Based on the irreversible process of thermodynamics, Prof. Lai formulated a thermo-poromechanics-based poro-elasto-viscoplastic damage constitutive model for saturated frozen soils using the Lagrangian saturation and solid-fluid interface interaction. His work helps elucidate the overall plastic stress-strain relationship by scaling up the microscopic properties of saturated frozen soil considering the combined influences of micro-plasticity and interface interaction. This study provides a theoretical basis for analyzing the stress-induced deformation considering the effects of creep and strain rate on saturated frozen soils.

Prof. Lai conducted numerous experiments to study the uncertainty and randomness of mechanical characteristics of frozen soils near their freezing/thawing points. Through these studies,he determined the strength distribution and established a stochastic damage constitutive model for describing the stress-strain relationship of warm frozen soils.

For his marvelous accomplishments on the theories and applications of cold regions engineering, Prof. Yuanming Lai has earned numerous honors and national awards, including the State Technological Invention Award (2ndClass, 2010), the State Science and Technology Progress Award of China (Grand Prize, 2008), the Innovation Team Award of the State National Science and Technology Progress Awards of China (equivalent to 1stClass, 2017) and the State Science and Technology Progress Awards (2ndClass, 2005), all from the Chinese State Council. Prof. Lai has authored or co-authored 356 papers, including 181 articles indexed by SCI, in peer-reviewed journals, such as International Journal of Engineering Science, International Journal of Plasticity,International Journal of Mechanical Sciences, International Journal of Heat and Mass Transfer,ASCE Journal of Cold Regions Engineering, Cold Regions Science and Technology, etc.. He has published four academic monographs and has eleven patents. Prof. Yuanming Lai is truly a world-renowned scientist in cold regions engineering.

Ximing Cai (USA)

Editor-in-Chief Ximing Cai, received his Ph.D. in Environmental and Water Resources Engineering from the University of Texas at Austin in 1999, and he is now a Professor at the Department of Civil and Environmental Engineering, University of Illinois at Urbana-Champaign(UIUC), Ven Te Chow Faculty Scholar in Water Resources and Donald Biggar Willett Faculty Scholar, College of Engineering, UIUC. Before joining the UIUC, he worked as Postdoctoral Fellow and then joint Research Fellow at the International Food Policy Research Institute (IFPRI)and the International Water Management Institute (IWMI).
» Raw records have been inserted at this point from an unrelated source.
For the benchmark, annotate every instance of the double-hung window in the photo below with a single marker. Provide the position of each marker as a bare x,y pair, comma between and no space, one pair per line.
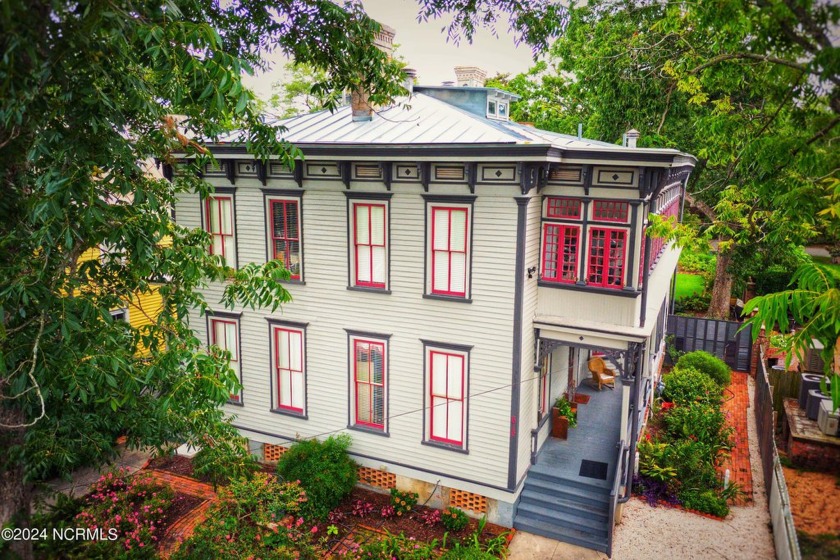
447,390
289,368
368,371
284,233
219,223
224,333
449,250
607,257
370,245
561,246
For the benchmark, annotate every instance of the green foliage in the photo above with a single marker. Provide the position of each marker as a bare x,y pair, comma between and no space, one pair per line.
454,519
709,364
564,408
259,517
403,502
696,303
684,386
324,469
699,422
706,501
223,461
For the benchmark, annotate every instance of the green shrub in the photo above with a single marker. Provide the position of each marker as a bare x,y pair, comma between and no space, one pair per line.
403,502
695,303
684,386
706,501
700,422
324,469
706,363
454,519
224,461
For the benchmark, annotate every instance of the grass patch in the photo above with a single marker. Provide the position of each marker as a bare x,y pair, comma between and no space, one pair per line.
689,284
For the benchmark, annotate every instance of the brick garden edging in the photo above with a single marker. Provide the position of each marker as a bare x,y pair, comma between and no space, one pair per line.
183,528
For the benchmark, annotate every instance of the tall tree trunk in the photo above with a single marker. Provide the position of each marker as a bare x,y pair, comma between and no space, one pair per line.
15,493
722,291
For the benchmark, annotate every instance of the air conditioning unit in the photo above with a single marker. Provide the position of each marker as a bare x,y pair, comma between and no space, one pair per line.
827,420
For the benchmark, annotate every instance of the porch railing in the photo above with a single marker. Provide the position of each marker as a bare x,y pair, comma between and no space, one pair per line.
618,476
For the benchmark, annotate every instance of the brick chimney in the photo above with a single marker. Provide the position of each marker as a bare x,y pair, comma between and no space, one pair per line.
359,105
470,76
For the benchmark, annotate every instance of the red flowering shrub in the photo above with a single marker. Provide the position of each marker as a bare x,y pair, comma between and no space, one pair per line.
127,511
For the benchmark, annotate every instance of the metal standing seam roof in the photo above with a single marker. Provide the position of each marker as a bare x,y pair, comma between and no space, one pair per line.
423,120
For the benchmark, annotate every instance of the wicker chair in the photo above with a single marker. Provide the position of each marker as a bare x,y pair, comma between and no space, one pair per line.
601,374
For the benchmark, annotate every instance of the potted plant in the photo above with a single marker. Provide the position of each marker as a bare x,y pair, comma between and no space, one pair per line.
562,416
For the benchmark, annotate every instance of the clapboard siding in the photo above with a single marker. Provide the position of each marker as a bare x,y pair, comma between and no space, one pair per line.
329,308
529,397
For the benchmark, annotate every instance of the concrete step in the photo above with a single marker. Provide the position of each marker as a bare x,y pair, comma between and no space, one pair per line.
568,519
564,534
590,511
594,497
539,472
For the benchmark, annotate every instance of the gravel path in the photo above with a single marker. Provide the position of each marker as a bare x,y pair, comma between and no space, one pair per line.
648,533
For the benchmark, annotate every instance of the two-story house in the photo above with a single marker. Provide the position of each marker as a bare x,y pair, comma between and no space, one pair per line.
452,272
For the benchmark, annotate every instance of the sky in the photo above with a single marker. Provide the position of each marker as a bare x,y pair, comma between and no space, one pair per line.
424,47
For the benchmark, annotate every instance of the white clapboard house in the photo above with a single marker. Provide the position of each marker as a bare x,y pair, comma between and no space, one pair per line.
452,273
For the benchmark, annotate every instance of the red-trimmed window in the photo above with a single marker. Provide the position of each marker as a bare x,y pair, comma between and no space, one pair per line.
218,222
284,234
290,382
450,247
447,384
369,383
370,251
559,207
610,211
543,385
560,252
607,257
224,333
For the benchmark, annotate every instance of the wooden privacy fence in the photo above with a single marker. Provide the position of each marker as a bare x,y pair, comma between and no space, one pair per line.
721,338
778,500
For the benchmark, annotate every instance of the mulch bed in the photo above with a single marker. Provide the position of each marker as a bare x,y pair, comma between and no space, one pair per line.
176,464
411,525
181,505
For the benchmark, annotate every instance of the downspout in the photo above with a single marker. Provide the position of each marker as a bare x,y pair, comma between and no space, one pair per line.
634,437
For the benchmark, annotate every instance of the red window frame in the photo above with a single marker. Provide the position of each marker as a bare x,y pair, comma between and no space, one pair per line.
286,254
439,255
369,386
610,211
288,372
561,247
370,246
563,207
225,346
209,227
444,407
607,264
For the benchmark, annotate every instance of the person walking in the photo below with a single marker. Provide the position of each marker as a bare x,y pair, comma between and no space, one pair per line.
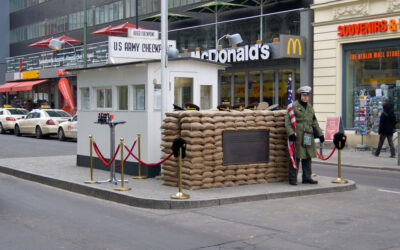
307,128
387,124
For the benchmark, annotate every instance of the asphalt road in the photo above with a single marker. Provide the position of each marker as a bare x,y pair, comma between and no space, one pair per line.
12,146
370,177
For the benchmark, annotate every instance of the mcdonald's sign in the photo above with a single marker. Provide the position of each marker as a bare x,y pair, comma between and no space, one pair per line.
292,46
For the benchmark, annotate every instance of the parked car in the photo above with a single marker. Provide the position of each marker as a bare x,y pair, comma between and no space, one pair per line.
68,129
8,117
41,122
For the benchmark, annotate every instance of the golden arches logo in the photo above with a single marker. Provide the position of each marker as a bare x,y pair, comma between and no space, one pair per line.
294,43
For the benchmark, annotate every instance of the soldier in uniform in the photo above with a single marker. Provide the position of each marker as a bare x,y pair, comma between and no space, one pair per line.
307,129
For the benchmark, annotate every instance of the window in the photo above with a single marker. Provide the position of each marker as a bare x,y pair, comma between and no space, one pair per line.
139,97
183,90
205,96
104,98
85,99
123,97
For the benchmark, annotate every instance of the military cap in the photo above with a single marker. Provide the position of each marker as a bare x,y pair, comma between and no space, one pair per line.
191,106
177,108
224,107
304,90
238,107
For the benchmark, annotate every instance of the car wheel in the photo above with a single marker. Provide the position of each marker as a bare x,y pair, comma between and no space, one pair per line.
61,135
39,134
16,131
1,129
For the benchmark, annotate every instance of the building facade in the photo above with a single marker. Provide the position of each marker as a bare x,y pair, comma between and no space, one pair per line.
356,63
245,82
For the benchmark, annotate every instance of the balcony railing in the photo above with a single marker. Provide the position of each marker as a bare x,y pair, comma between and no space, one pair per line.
97,53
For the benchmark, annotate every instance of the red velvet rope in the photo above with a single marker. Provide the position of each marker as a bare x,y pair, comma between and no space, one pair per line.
101,157
147,164
118,165
324,159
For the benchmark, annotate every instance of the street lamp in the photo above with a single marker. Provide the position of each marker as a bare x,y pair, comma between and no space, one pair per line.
233,39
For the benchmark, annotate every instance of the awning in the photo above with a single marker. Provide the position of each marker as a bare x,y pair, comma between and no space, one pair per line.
7,86
20,86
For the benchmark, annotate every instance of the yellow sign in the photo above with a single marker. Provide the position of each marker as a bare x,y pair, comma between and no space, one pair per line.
292,45
30,74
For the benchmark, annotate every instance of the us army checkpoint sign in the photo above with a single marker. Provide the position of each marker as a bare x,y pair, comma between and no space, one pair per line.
133,48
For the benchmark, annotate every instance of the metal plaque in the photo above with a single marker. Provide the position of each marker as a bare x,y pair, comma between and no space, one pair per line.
245,146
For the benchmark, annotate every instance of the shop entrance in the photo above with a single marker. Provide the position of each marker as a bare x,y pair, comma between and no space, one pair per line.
234,90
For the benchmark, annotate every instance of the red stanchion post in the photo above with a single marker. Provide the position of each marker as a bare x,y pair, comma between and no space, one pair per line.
139,176
91,161
122,188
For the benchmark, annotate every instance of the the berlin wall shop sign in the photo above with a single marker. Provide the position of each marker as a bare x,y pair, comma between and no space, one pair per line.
124,47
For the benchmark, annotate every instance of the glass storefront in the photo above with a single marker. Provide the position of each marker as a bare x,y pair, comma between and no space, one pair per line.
203,37
273,89
371,77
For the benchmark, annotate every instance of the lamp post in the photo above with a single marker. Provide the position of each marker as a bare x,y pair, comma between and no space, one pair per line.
164,58
84,33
He is one of the pioneering researchers in integrated hydrologic-economic modeling for river basin management and water systems operations. His current research areas include the coupled human-natural system analysis with an emphasis of human interferences in hydrological processes,water-energy-food system modeling especially in dry areas, and sustainable water resources management particularly in developing countries. He has authored or co-authored over 100 peer reviewed journal papers, two books and several monographs. He also serves as Editor for Water Resources Research (American Geophysical Union, AGU) and Associate Editor for Journal of Water Resources Planning and Management (American Society of Civil Engineers) and the Editor Board of International Water (International Water Resources Association). He has obtained several research awards including U.S. National Science Foundation Career Award and Best Paper Awards with Water International and Journal of Water Resources Planning and Management. He has worked as consultant to the World Bank, United Nations and other international agencies. Dr. Cai has served the research communities by leading committees including chairing the Water and Environmental Systems Committees and International Council, both with U.S. Environmental and Water Resources Institute (EWRI).